Kéoki et les canards montèrent sur un canot de sauvetage, après que l'hydravion se soit écrasé. Kéoki avait perdu tout ce qu'il lui restait, il ne pouvait plus subvenir aux besoins de son peuple. Ils aperçurent le parachute de Gripsou, et remarquèrent qu'il avait déjà jalonné sa concession. En arrivant sur l'île, Kéoki enfonça le pieu d'amarrage du canot dur l'île, en déclarant qu'il serait merveilleux pour lui de dire : « Je déclare cette île propriété de Wokawoka. » Il dit que ces deux milliardaires prenaient ce terrain pour eux seuls, et non pour leurs familles ou leurs pays. Gripsou nargua Picsou en disant qu'il était déjà là, et en montrant le pieu, il se déclara propriétaire de l'île à 30 degrés de latitude nord et 180 degrés de longitude. Picsou eut alors une idée : il demanda à Gripsou si celui-ci avait placé son pieu sur le côté ouest de l'île, ce qu'il affirma. Il prit alors un autre pieu, et le planta sur le côté est de l'île. Gripsou pensait qu'il perdait la tête, mais son adversaire lui expliqua que son jalon battait le sien d'une journée : en effet, comme le 180e méridien traversait l'île, on était le mercredi 17 du côté de Gripsou, mais encore le mardi 16 de son propre côté ! Le sud-africain s'évanouit, désespéré d'avoir perdu la possession de l'île. Riri, Fifi et Loulou, cependant, apprirent à leur grand-oncle que quelqu'un avait pris possession de l'île avant lui. En effet, Kéoki avait enfoncé le pieu d'amarrage sur la côte est de l'île, et Donald se rappela qu'il avait dit à ce moment qu'il déclarait cette île propriété de Wokawoka. Picsou crut à une erreur, mais légalement, l'île était la propriété de Wokawoka. Il s'évanouit à son tour, à côté de Gripsou ! Kéoki déclara que son peuple était sauvé, et que Wokawoka vivra, remerciant vivement Donald et ses neveux, face aux deux grippe-sous effondrés.

En coulissesModifier

Don Rosa eut de grandes difficultés à réaliser cette histoire : en effet, il s'était dit qu'il pouvait être intéressant de baser une histoire sur la ligne de changement de date. Cependant, l'histoire qui devait compter dix pages à l'origine s'est vite étirée sur quatorze pages, car il devait expliquer à de jeunes lecteurs qui n'avaient peut-être jamais entendu parler de cette ligne ce dont il s'agissait. Un autre aspect déroutant de l'histoire peut être le fait que Gripsou est montré vivant en Afrique du Sud, alors que depuis des décennies, les auteurs européens l'ont montré vivant à Donaldville, comme Picsou. Mais pour Don Rosa, il vit toujours là où Barks l'avait vivre dans ses classiques le mettant en scène : dans la vallée du Limpopo, au Transvaal. Aussi, n'étant pas satisfait du narrateur qui parle dans les pavés de texte de l'histoire, il fait dire à Picsou, dans la dernière case, « Il est temps de te taire, petit malin ! » Cependant, dans les différentes publications de l'histoire, cette phrase est remplacée par « Il est temps de finir cette histoire ! Elle a duré trop longtemps ! » Est-ce-qu'il s'agit d'un message caché de l'éditeur à Rosa, qui trouvait lui-même cette histoire trop longue ?

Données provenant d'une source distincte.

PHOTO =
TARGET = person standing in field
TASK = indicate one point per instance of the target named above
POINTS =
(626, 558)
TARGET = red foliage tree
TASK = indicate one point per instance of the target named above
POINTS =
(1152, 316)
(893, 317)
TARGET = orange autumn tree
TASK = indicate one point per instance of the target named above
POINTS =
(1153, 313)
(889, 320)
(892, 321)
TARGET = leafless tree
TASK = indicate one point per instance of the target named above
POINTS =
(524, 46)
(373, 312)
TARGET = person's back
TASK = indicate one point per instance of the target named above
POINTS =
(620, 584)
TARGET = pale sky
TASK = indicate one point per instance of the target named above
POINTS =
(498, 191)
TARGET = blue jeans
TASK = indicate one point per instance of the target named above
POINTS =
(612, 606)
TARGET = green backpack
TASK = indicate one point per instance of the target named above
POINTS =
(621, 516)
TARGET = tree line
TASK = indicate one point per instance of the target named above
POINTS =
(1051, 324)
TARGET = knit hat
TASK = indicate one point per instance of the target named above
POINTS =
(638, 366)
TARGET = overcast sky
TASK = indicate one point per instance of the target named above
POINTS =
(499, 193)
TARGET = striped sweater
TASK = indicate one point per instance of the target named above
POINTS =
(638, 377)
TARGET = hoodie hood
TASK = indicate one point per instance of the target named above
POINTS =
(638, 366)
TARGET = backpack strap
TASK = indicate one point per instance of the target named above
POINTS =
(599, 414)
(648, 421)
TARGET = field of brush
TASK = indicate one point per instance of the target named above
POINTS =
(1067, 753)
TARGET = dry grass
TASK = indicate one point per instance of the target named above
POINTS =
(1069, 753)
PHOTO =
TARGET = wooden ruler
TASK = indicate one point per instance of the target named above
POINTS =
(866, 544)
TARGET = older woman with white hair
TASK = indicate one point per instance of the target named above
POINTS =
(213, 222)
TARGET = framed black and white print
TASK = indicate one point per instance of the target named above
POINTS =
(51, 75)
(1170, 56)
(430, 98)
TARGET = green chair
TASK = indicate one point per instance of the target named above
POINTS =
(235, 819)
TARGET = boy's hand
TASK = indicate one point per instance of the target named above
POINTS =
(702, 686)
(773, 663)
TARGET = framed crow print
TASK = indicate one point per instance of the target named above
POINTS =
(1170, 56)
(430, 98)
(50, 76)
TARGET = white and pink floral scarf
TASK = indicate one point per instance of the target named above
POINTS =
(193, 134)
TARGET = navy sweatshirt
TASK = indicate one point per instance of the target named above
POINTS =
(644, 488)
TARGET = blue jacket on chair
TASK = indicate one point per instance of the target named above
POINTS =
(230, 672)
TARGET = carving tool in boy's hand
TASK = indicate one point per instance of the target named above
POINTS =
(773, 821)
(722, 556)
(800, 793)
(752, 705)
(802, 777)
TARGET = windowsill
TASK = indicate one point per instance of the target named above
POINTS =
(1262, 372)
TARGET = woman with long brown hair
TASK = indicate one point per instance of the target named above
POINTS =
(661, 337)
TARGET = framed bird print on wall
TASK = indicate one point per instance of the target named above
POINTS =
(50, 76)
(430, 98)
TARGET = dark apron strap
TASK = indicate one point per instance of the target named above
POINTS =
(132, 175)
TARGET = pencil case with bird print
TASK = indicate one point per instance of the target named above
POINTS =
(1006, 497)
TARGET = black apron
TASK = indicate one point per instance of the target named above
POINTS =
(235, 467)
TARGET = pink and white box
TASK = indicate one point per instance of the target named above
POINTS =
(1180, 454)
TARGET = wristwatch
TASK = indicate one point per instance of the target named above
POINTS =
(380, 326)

Parutions françaisesModifier

Cette histoire a été publiée huit fois en France, dans :

  • Picsou Magazine n°259, en août 1993 ;
  • Picsou Magazine n°355, le 1er août 2001 ;
  • Les Trésors de Picsou n°4, en juillet 2007 ;
  • Les Trésors de Picsou n°11, en juillet 2010 ;
  • Picsou Magazine n°497, le 4 décembre 2013 ;
  • La Grande épopée de Picsou n°4, le 18 juin 2014 ;
  • Les Trésors de Picsou n°31, le 3 juin 2015 ;
  • Les Trésors de Picsou n°48, en octobre 2019.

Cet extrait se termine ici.